Research shows that large, fully protected marine areas help conserve valuable biodiversity and can reverse many of the detrimental impacts caused by humans.
This is whole spectrum of areas that compels protection of the environment. This is part of ones life that all things has value and cost attached to.
Thank you Robson for your perspective on this. I fully agree. If we can realise a network of transboundary MPAs in the region, there will be much benefits to gain from doing so in terms of protecting coral reefs, migratory species corridors, ranges etc. and threatened species as well as mobilising/sharing resources, knowledge and expertise to facilitate this. it could also help participating countries to collectively address IUU in an effective manner. However, we’ll need the political will and effective coordination to make make this possible.
In my experiences it quite uncomfortable in times where policies for enacting laws. In some society let say Melanesian generally authority is not absolute where state domain is foreign to its traditional governance. I felt that policies in such situation should put some limits for where state, sub-state (provincial level) and the community. To control or making a framework for a collective management and development would be ideal. Some should share on experiences on this when traditional knowledge clashes with state law etc…

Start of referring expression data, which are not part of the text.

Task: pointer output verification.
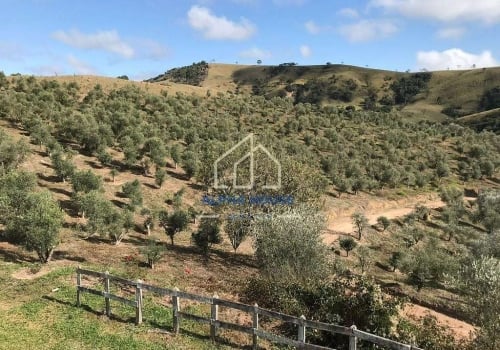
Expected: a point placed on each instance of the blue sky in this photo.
(144, 38)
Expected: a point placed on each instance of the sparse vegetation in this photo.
(127, 134)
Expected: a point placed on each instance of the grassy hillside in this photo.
(335, 160)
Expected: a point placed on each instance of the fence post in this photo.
(302, 330)
(352, 339)
(176, 307)
(106, 290)
(255, 326)
(214, 316)
(78, 285)
(138, 302)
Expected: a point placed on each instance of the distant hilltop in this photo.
(436, 95)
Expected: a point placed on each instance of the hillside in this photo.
(124, 158)
(349, 85)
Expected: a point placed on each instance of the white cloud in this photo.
(366, 30)
(305, 51)
(451, 33)
(444, 10)
(312, 27)
(454, 59)
(103, 40)
(218, 28)
(80, 67)
(348, 12)
(255, 53)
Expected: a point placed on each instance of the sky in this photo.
(144, 38)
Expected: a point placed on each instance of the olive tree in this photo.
(132, 190)
(86, 181)
(175, 223)
(237, 228)
(207, 235)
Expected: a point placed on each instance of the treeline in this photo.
(193, 74)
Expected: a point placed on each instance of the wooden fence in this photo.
(302, 323)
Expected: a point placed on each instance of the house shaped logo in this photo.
(247, 159)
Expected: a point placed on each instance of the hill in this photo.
(445, 93)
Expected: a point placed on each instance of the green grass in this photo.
(34, 317)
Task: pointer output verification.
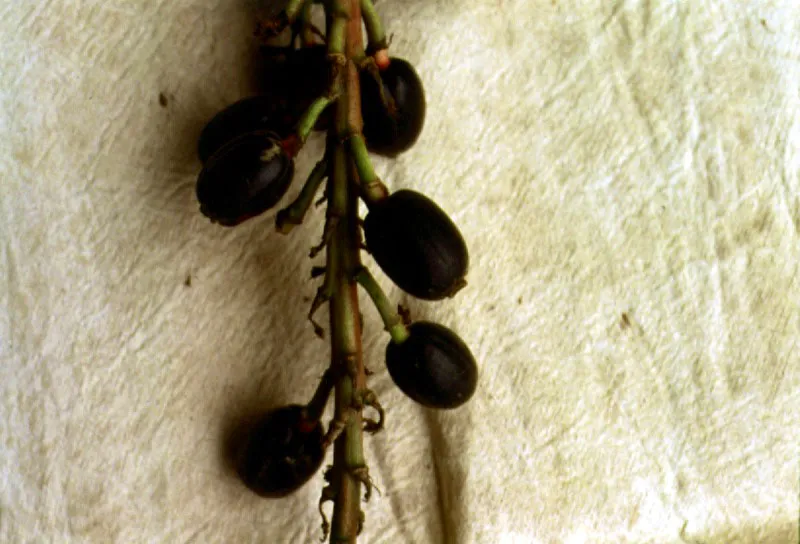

Thank you Robson. I fully agree that there is a disconnect between national law and local/customary law. There are some examples from the region where government law and community by-laws clash and conflict. Thankfully, a high percentage of land and sea in our region falls under customary ownership, which is a significant empowering factor for local communities. Also in recent years, co-management approach to community conservation initiatives has been flagged by some as the most suitable approach for our region.